Strain- and Field-Tunable Nonrelativistic Spin Splitting and Wave-Symmetry-Dependent Spin Transport in Twisted Bilayer Altermagnets

Abstract

Magnetism-driven nonrelativistic spin splitting (NRSS) provides a pathway toward efficient, spin-orbit-free spintronics. In centrosymmetric two-dimensional antiferromagnets, spin-polarized transport is symmetry-forbidden due to the combined space-time inversion (PT) symmetry. Here, by employing first-principles density functional theory and spin-group symmetry analysis, we demonstrate that twisting two antiferromagnetic or ferromagnetic monolayers of CoCl2, AX2 (A = Mn, V; X = Cl, Br, I), NiF2, NiBr2, FeS, CoS, MnTe2, MnSe2, and RuSe induces finite NRSS even in the absence of spin-orbit coupling.
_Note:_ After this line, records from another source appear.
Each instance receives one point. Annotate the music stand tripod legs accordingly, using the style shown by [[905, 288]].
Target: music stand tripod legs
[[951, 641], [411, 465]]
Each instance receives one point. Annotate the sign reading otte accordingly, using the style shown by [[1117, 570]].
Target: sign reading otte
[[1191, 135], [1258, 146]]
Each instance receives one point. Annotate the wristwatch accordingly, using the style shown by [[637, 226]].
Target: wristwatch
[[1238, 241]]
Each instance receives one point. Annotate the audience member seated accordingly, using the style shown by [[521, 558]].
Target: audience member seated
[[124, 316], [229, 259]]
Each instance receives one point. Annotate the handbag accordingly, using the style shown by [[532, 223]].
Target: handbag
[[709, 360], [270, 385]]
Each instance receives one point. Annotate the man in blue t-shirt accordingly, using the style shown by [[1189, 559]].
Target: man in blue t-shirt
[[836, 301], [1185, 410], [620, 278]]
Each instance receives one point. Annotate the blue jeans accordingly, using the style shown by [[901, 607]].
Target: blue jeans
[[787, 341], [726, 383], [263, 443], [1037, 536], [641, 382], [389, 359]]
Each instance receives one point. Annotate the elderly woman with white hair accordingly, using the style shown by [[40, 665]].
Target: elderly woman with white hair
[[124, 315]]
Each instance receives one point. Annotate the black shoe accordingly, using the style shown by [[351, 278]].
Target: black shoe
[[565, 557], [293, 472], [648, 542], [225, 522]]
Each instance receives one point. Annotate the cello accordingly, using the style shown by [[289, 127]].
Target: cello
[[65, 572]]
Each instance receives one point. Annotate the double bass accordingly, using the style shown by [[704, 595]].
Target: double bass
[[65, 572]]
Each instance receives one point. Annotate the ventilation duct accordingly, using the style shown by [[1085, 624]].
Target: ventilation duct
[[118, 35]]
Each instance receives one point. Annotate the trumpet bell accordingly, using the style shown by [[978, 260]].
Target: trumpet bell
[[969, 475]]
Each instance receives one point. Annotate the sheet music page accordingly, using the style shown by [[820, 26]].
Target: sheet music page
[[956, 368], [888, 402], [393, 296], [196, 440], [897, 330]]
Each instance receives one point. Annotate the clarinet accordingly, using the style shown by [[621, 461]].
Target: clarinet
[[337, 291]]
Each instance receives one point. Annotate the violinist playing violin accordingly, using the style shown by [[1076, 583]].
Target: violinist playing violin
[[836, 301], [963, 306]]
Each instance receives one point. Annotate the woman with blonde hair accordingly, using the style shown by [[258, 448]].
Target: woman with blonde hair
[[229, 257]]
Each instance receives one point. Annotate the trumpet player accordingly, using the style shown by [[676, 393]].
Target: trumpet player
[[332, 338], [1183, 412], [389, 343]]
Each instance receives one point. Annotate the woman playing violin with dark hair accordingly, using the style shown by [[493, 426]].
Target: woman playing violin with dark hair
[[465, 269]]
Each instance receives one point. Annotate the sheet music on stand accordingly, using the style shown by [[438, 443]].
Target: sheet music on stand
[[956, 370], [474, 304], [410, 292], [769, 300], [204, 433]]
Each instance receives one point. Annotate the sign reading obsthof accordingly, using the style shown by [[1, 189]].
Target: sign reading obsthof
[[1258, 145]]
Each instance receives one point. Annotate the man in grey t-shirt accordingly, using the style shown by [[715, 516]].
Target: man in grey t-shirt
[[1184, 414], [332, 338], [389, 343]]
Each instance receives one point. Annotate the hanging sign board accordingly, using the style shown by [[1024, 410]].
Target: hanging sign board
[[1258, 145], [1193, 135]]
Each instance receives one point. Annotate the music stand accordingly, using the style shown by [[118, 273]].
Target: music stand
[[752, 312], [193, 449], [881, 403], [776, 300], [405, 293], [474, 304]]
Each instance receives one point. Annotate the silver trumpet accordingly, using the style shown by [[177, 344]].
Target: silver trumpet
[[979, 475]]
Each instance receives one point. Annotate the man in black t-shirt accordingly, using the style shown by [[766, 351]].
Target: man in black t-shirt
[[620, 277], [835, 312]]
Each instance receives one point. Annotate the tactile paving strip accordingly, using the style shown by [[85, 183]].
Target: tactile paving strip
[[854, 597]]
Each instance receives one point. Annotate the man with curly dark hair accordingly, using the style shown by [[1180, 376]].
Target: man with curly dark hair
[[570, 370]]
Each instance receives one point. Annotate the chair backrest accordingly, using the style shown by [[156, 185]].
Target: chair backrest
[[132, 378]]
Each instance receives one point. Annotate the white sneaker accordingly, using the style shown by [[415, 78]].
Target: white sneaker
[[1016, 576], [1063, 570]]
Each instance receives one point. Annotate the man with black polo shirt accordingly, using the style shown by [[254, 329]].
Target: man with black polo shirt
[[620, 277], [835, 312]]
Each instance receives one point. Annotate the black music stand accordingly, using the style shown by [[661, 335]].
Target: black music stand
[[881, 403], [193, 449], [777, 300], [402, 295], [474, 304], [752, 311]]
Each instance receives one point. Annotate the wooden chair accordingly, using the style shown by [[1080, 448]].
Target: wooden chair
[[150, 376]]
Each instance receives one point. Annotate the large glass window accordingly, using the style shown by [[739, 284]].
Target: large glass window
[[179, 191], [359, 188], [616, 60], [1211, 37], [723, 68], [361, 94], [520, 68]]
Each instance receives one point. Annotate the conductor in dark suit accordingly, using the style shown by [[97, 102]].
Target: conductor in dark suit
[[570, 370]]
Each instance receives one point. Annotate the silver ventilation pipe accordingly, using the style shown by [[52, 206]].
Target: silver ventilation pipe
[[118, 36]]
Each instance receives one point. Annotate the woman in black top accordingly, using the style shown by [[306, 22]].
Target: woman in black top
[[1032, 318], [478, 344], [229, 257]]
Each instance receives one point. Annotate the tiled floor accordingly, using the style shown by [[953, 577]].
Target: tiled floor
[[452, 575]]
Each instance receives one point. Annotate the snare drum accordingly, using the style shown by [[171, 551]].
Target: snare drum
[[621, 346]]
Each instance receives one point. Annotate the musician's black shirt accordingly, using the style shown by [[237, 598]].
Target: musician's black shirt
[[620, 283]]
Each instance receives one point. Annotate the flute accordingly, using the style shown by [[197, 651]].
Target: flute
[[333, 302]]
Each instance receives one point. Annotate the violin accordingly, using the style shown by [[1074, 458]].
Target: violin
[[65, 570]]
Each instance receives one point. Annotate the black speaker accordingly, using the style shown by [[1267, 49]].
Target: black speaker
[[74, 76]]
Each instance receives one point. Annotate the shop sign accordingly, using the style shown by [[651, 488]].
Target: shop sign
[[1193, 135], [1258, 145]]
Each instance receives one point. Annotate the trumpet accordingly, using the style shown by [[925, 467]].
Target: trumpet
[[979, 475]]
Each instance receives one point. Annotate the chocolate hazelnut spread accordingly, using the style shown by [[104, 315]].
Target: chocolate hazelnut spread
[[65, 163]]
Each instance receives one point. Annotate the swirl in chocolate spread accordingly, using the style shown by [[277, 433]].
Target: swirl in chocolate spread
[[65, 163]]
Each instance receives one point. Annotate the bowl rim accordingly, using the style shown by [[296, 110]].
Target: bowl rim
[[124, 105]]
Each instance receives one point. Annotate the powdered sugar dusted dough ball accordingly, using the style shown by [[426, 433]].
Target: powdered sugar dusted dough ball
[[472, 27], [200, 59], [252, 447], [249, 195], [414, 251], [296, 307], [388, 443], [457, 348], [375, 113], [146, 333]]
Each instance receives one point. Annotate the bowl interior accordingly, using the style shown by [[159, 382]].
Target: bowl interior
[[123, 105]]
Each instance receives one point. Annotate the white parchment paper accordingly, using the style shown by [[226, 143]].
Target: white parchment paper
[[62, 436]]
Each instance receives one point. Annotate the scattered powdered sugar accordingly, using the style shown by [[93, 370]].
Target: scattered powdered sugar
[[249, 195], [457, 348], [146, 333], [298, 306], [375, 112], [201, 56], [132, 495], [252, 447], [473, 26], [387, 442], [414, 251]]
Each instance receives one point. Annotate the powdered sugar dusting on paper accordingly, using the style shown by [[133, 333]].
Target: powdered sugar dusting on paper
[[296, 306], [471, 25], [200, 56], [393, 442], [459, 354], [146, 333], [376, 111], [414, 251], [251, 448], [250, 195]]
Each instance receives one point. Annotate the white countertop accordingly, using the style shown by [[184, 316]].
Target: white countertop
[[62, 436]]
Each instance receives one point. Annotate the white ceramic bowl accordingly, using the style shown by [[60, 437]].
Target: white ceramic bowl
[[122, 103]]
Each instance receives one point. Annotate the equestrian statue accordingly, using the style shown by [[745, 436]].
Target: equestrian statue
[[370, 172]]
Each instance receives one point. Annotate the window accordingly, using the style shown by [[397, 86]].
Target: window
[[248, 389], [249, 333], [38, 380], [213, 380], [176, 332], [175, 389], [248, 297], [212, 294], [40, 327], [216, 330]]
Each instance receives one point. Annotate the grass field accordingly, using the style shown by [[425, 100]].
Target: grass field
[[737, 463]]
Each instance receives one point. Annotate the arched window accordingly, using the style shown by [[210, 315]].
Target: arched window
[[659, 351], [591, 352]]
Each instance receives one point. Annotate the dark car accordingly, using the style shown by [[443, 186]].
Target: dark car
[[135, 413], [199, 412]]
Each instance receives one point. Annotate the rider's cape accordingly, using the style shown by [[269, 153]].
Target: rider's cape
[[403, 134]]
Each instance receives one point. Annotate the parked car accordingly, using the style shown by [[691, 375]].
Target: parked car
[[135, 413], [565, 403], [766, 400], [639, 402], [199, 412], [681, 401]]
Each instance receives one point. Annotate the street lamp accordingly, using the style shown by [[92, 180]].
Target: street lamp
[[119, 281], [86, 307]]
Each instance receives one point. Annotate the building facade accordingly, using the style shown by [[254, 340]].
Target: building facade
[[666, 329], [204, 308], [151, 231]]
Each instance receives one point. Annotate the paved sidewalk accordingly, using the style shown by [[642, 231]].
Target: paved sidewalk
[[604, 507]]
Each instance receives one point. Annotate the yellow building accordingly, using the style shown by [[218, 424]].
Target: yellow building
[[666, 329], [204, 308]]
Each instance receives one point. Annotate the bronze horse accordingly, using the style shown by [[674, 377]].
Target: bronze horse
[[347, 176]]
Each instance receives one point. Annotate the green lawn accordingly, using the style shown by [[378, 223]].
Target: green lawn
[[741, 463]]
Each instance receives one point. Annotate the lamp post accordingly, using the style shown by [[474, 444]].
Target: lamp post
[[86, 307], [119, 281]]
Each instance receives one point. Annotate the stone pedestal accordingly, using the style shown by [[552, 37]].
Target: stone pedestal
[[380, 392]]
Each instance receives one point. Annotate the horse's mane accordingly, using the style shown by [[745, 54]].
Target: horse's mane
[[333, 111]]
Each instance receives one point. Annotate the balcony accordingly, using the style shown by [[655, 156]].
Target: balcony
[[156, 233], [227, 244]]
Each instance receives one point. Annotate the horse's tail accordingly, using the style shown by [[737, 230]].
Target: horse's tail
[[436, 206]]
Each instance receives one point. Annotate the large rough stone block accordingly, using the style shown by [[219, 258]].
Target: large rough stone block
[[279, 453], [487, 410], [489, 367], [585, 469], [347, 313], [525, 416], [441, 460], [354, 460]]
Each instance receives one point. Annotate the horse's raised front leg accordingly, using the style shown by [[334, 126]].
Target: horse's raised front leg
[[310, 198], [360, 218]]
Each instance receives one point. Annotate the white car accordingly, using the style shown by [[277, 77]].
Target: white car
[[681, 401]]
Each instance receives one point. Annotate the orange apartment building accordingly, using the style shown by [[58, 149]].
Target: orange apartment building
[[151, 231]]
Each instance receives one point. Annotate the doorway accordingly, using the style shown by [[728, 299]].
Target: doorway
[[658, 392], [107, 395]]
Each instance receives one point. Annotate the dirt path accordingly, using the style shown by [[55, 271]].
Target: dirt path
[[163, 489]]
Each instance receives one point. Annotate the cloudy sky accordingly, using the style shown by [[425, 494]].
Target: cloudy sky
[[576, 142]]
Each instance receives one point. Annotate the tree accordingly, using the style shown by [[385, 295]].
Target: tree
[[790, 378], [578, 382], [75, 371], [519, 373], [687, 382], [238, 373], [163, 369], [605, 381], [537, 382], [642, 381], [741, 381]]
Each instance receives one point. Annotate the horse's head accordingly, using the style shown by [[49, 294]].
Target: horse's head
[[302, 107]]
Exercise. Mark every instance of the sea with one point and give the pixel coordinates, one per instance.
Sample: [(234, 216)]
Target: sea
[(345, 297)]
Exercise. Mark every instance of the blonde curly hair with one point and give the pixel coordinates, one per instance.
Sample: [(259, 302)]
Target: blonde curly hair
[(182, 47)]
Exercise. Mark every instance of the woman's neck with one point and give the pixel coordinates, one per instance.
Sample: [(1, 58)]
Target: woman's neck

The relative twist breaks [C2||P] and [E||Cnz] symmetries, giving rise to momentum-dependent spin polarization with distinct d-, g-, and i-wave altermagnetic patterns across the Brillouin zone. Using symmetry-invariant k· p modeling, we extract linear spin-splitting coefficients α(1) ranging from 800-1100 meV, comparable to SOC-induced Rashba-Dresselhaus strengths observed in noncentrosymmetric semiconductors. An out-of-plane electric field (Ez) introduces Zeeman-type band splitting up to 110 meV at 10 MV/cm, while biaxial strain tunes the NRSS magnitude nearly linearly without altering symmetry. Crucially, the strain uxx-yy reduces the spin point group symmetry and drives reversible g/i → d wave-type transitions, resulting in finite spin conductivity and an enhanced spin-splitter angle (up to 18). These results extend the concept of altermagnetism to twisted bilayer geometries and establish a general route for realizing exchange-driven, nonrelativistic spin currents through symmetry engineering without requiring heavy elements or spin-orbit coupling.